Call Us ≽ 9953322196 ≼ Call Girls In Mukherjee Nagar(Delhi) |
Call Us ≽ 9953322196 ≼ Call Girls In Mukherjee Nagar(Delhi) |Call Us ≽ 9953322196 ≼ Call Girls In Mukherjee Nagar(Delhi) |
Call Us ≽ 9953322196 ≼ Call Girls In Mukherjee Nagar(Delhi) |
 
Lucknow 💋 Russian Call Girls Lucknow Finest Escorts Service 8923113531 Availa...
Lucknow 💋 Russian Call Girls Lucknow Finest Escorts Service 8923113531 Availa...Lucknow 💋 Russian Call Girls Lucknow Finest Escorts Service 8923113531 Availa...
Lucknow 💋 Russian Call Girls Lucknow Finest Escorts Service 8923113531 Availa...
 
Traditional Agroforestry System in India- Shifting Cultivation, Taungya, Home...
Traditional Agroforestry System in India- Shifting Cultivation, Taungya, Home...Traditional Agroforestry System in India- Shifting Cultivation, Taungya, Home...

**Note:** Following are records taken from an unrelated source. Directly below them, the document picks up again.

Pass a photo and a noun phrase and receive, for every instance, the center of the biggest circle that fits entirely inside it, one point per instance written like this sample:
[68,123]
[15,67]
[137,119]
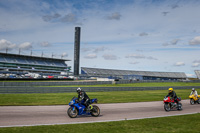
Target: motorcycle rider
[172,94]
[83,96]
[194,92]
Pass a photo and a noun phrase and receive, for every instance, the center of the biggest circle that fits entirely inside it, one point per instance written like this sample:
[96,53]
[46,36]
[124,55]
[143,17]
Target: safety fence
[65,83]
[4,90]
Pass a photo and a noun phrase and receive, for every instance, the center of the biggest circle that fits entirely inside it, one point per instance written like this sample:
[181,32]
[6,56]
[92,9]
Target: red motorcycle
[170,104]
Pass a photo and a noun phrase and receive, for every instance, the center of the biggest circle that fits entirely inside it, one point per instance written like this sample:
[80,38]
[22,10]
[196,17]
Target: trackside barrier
[53,83]
[4,90]
[64,83]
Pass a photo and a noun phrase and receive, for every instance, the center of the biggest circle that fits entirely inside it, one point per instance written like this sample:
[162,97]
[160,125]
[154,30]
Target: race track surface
[11,116]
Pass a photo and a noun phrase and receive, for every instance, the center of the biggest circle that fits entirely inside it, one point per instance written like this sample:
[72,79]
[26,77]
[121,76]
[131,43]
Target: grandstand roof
[109,72]
[197,72]
[28,56]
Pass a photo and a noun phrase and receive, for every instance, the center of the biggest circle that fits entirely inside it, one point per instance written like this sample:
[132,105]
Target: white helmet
[78,90]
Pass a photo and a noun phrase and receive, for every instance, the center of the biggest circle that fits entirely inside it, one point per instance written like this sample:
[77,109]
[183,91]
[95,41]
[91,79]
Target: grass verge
[103,97]
[153,84]
[181,124]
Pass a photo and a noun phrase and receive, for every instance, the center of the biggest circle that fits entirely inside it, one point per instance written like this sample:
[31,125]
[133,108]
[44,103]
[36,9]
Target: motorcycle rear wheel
[95,111]
[179,106]
[167,107]
[72,113]
[198,101]
[192,101]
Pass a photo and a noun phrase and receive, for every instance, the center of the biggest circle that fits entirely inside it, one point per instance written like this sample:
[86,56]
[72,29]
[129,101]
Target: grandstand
[134,75]
[197,72]
[14,63]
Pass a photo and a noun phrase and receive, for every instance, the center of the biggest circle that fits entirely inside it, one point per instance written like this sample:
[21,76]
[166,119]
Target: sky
[141,35]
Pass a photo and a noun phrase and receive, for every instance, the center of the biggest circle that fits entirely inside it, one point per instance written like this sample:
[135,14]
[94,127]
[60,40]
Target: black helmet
[78,90]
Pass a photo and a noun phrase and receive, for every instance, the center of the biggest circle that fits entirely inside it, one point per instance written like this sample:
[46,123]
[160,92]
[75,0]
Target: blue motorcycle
[78,108]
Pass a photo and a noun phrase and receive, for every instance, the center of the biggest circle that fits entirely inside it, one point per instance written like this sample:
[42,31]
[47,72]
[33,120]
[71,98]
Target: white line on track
[98,121]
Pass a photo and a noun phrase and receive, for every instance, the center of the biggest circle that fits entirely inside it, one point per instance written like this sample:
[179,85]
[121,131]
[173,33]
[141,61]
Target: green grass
[154,84]
[180,124]
[103,97]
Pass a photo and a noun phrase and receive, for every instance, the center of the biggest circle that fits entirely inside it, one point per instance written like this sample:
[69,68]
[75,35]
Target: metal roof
[112,72]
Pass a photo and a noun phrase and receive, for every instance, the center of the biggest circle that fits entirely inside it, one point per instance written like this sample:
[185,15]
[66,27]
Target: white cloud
[91,56]
[45,44]
[195,41]
[25,46]
[179,64]
[143,34]
[195,64]
[114,16]
[134,62]
[173,42]
[139,56]
[110,57]
[4,44]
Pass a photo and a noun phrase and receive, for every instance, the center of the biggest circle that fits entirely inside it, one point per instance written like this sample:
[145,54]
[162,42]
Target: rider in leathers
[83,96]
[194,92]
[172,94]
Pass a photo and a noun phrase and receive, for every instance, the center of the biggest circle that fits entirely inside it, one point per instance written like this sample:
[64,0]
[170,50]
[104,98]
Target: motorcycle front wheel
[179,106]
[198,101]
[95,111]
[72,113]
[167,107]
[192,101]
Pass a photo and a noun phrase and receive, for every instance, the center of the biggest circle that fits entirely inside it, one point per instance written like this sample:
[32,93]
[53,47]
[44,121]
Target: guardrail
[4,90]
[60,83]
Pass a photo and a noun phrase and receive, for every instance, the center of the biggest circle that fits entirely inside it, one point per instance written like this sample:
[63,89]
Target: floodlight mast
[77,50]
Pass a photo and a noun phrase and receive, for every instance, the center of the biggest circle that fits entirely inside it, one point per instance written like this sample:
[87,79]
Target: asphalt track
[12,116]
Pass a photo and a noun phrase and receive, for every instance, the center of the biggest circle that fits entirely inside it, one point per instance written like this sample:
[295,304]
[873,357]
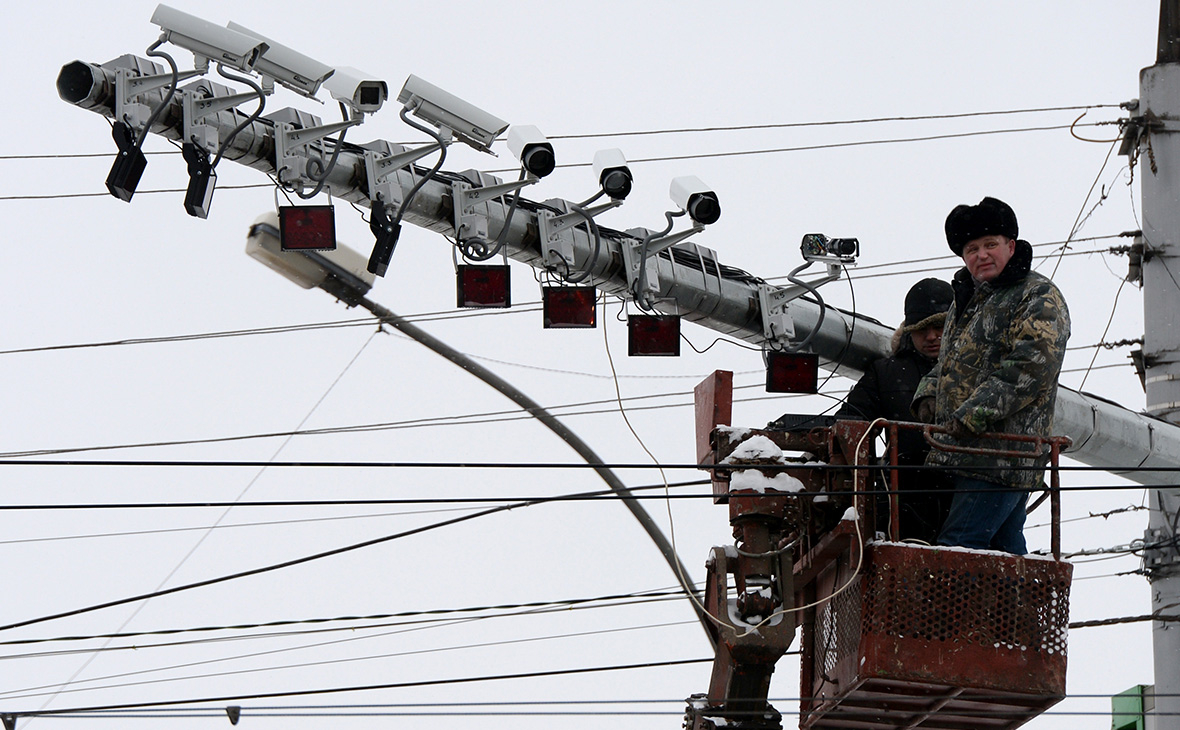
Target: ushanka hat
[926,304]
[990,217]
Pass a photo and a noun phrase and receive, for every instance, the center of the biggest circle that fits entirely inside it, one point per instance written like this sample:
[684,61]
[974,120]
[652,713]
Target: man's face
[987,256]
[928,340]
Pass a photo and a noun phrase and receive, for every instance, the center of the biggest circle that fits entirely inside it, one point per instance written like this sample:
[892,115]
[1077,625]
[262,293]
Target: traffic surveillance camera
[362,93]
[613,173]
[818,247]
[287,66]
[532,149]
[695,197]
[207,40]
[469,123]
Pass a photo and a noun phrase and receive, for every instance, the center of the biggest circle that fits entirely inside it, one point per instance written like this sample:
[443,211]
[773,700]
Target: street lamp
[342,274]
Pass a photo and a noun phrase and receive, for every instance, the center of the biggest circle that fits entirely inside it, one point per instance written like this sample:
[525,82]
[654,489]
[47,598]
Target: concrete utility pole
[1156,126]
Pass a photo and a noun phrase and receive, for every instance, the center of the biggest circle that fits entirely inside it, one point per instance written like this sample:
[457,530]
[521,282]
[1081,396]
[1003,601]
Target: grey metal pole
[1159,163]
[1105,434]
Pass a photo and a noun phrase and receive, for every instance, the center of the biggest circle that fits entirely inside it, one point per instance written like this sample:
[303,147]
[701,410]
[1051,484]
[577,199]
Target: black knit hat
[926,304]
[970,222]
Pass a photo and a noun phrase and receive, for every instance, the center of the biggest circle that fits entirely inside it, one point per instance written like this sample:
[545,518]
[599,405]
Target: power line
[362,688]
[647,159]
[270,567]
[740,127]
[786,125]
[563,604]
[28,692]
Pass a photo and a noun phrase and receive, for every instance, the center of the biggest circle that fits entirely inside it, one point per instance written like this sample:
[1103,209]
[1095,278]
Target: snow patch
[755,481]
[755,447]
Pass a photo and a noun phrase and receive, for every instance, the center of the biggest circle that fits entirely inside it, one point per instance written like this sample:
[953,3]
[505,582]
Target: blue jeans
[985,515]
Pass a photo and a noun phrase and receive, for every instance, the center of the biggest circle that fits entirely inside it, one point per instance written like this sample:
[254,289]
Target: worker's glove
[957,429]
[925,409]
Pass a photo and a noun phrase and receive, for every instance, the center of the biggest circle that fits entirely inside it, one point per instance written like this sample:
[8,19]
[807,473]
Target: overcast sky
[86,270]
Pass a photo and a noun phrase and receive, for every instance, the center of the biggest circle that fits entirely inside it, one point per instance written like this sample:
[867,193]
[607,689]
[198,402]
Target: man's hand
[925,409]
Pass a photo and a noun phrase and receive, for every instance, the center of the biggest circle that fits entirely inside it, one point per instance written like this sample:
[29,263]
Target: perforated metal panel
[938,638]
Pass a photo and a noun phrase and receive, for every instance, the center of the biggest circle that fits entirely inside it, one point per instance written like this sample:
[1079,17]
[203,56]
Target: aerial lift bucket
[897,635]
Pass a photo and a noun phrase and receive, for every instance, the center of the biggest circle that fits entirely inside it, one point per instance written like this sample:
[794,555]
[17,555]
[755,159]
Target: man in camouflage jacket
[1002,350]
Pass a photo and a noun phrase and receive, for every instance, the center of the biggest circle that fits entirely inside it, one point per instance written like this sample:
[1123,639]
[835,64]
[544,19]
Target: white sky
[93,269]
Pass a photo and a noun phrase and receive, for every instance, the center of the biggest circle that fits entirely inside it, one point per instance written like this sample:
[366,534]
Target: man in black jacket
[886,390]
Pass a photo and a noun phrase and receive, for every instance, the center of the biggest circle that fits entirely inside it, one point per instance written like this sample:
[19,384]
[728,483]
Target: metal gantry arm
[690,282]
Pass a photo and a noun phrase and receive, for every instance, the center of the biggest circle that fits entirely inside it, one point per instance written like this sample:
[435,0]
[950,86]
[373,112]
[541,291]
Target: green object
[1127,709]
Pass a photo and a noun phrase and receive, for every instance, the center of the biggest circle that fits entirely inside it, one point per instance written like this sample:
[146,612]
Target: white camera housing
[208,41]
[532,149]
[690,193]
[287,66]
[614,176]
[469,123]
[361,92]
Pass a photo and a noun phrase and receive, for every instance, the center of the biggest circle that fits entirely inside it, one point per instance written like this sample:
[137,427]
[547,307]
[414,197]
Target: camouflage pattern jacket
[1003,346]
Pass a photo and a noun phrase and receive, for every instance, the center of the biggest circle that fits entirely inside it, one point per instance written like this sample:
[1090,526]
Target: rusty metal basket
[935,637]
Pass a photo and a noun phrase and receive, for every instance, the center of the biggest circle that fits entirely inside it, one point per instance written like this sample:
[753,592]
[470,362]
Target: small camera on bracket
[818,247]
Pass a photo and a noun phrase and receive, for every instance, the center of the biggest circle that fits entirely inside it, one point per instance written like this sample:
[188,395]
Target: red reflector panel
[483,287]
[307,228]
[792,373]
[569,306]
[653,335]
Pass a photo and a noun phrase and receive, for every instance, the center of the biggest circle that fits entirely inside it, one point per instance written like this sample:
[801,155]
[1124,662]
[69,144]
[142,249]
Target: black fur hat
[970,222]
[926,304]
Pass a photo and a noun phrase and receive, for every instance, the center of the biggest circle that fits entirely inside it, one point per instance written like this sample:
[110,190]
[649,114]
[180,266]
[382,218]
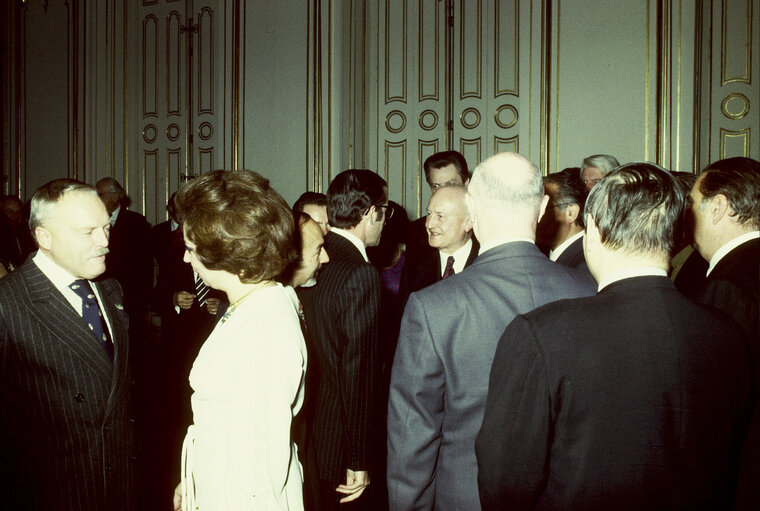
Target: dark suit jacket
[440,372]
[647,414]
[129,261]
[734,287]
[343,319]
[66,429]
[573,256]
[421,273]
[184,332]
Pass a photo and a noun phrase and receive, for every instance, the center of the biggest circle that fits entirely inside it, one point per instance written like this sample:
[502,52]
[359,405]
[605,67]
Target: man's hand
[355,484]
[183,299]
[178,497]
[212,305]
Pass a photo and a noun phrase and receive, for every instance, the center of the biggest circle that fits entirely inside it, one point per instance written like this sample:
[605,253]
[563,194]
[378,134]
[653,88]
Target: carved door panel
[411,97]
[491,80]
[451,75]
[181,93]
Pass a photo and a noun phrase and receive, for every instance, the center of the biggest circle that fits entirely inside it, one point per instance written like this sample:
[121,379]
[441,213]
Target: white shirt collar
[554,254]
[460,257]
[115,215]
[503,241]
[728,247]
[353,239]
[633,271]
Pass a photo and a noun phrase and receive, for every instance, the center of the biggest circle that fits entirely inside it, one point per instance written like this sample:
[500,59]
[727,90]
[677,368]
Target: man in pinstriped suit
[66,432]
[343,319]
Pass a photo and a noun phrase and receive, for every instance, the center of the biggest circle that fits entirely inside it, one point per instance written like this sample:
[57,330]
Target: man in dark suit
[560,231]
[449,230]
[449,333]
[343,313]
[129,259]
[447,168]
[188,311]
[16,242]
[727,234]
[726,209]
[66,432]
[647,414]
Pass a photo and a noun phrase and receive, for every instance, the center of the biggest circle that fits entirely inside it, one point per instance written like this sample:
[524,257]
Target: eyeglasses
[388,211]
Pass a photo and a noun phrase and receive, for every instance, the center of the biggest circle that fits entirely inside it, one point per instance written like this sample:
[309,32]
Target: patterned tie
[92,315]
[201,290]
[449,270]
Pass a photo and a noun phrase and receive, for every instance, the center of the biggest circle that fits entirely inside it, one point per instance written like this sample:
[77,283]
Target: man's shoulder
[739,264]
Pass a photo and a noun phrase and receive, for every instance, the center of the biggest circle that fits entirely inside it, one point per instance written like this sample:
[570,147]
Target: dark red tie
[449,270]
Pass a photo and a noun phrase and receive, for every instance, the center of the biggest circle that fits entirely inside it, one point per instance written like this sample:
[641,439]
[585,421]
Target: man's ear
[372,214]
[44,239]
[572,211]
[719,208]
[542,209]
[468,223]
[592,235]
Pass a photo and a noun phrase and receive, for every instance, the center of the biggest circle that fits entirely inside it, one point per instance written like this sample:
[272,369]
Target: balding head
[506,197]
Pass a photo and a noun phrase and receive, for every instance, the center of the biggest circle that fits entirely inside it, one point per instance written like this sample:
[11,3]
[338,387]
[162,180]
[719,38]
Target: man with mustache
[66,429]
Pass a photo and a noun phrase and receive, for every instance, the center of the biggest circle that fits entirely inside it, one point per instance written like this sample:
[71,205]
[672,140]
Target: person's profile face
[318,214]
[76,235]
[444,176]
[313,254]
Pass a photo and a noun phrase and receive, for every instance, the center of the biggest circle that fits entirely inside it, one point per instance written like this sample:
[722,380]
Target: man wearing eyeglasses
[560,231]
[343,314]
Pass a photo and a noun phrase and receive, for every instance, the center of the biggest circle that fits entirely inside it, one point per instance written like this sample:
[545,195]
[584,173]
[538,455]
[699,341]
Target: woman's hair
[238,223]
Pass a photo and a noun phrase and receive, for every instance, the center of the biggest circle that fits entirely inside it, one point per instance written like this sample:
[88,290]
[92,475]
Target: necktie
[449,270]
[92,315]
[201,290]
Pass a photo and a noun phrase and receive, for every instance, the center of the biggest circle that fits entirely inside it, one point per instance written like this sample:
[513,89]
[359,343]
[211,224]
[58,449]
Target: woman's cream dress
[248,384]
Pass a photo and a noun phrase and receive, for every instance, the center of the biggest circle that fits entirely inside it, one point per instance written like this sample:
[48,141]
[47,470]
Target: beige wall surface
[300,90]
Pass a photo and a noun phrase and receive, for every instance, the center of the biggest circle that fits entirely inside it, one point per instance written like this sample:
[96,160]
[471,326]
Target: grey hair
[504,186]
[48,195]
[604,162]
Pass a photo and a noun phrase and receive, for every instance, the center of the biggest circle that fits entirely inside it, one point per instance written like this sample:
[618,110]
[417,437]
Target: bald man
[449,334]
[449,231]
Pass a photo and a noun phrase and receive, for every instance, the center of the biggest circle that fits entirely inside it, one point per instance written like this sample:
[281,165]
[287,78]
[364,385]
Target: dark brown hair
[238,223]
[739,180]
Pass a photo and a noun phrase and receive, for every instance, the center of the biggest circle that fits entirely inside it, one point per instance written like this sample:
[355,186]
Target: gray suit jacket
[66,430]
[440,372]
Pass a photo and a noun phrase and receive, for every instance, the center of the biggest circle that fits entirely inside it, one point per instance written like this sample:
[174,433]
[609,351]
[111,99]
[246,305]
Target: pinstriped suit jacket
[343,319]
[66,432]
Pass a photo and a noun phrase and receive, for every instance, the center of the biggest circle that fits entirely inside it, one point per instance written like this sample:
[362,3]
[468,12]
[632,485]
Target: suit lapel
[114,309]
[473,252]
[54,312]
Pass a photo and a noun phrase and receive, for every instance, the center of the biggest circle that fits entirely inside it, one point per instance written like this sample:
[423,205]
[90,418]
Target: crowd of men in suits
[544,358]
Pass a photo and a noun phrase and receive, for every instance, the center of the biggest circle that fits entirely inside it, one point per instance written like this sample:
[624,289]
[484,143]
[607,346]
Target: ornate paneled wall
[156,91]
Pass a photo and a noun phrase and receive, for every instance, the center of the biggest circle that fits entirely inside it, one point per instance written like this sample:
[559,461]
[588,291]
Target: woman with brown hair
[248,377]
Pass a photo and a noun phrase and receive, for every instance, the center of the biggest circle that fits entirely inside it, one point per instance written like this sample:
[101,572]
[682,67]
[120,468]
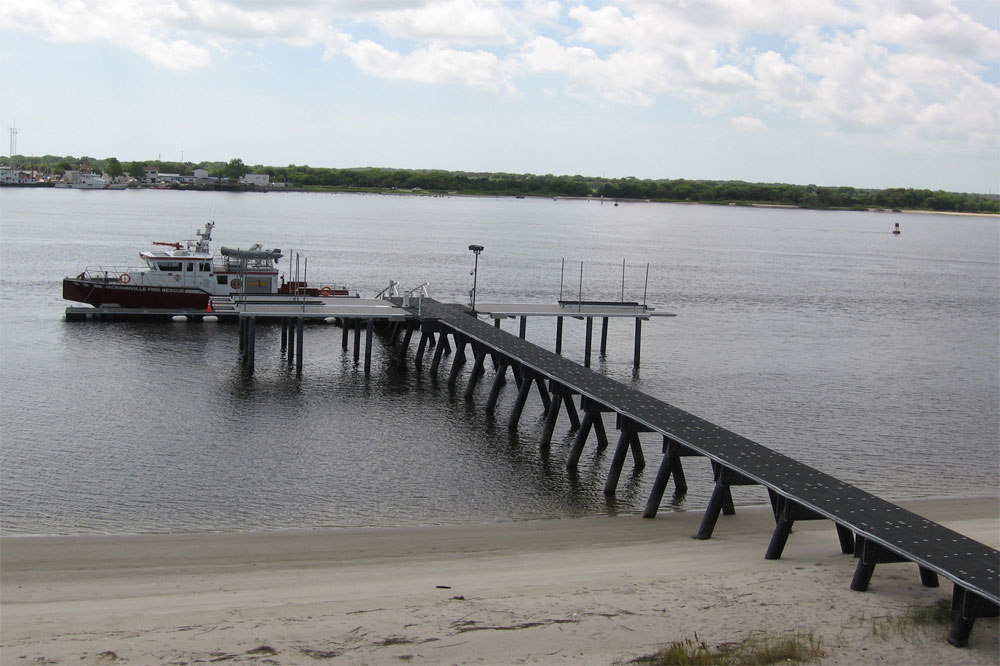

Traditional Agroforestry System in India- Shifting Cultivation, Taungya, Home...
 

tf idf example machine learning

  • 1. Here is a simplified example of the vector space retrieval model. Consider a very small collection C that consists in the following three documents: d1: “new york times” d2: “new york post” d3: “los angeles times” Some terms appear in two documents, some appear only in one document. The total number of documents is N=3. Therefore, the idf values for the terms are: angles log2(3/1)=1.584 los log2(3/1)=1.584 new log2(3/2)=0.584 post log2(3/1)=1.584 times log2(3/2)=0.584 york log2(3/2)=0.584 For all the documents, we calculate the tf scores for all the terms in C. We assume the words in the vectors are ordered alphabetically. angeles los new post times york d1 0 0 1 0 1 1 d2 0 0 1 1 0 1 d3 1 1 0 0 1 0 Now we multiply the tf scores by the idf values of each term, obtaining the following matrix of documents-by-terms: (All the terms appeared only once in each document in our small collection, so the maximum value for normalization is 1.) angeles los new post times york d1 0 0 0.584 0 0.584 0.584 d2 0 0 0.584 1.584 0 0.584 d3 1.584 1.584 0 0 0.584 0 Given the following query: “new new times”, we calculate the tf-idf vector for the query, and compute the score of each document in C relative to this query, using the cosine similarity measure. When computing the tf-idf values for the query terms we divide the frequency by the maximum frequency (2) and multiply with the idf values. q 0 0 (2/2)*0.584=0.584 0 (1/2)*0.584=0.292 0
  • 2. We calculate the length of each document and of the query: Length of d1 = sqrt(0.584^2+0.584^2+0.584^2)=1.011 Length of d2 = sqrt(0.584^2+1.584^2+0.584^2)=1.786 Length of d3 = sqrt(1.584^2+1.584^2+0.584^2)=2.316 Length of q = sqrt(0.584^2+0.292^2)=0.652 Then the similarity values are: cosSim(d1,q) = (0*0+0*0+0.584*0.584+0*0+0.584*0.292+0.584*0) / (1.011*0.652) = 0.776 cosSim(d2,q) = (0*0+0*0+0.584*0.584+1.584*0+0*0.292+0.584*0) / (1.786*0.652) = 0.292 cosSim(d3,q) = (1.584*0+1.584*0+0*0.584+0*0+0.584*0.292+0*0) / (2.316*0.652) = 0.112 According to the similarity values, the final order in which the documents are presented as result to the query will be: d1, d2, d3.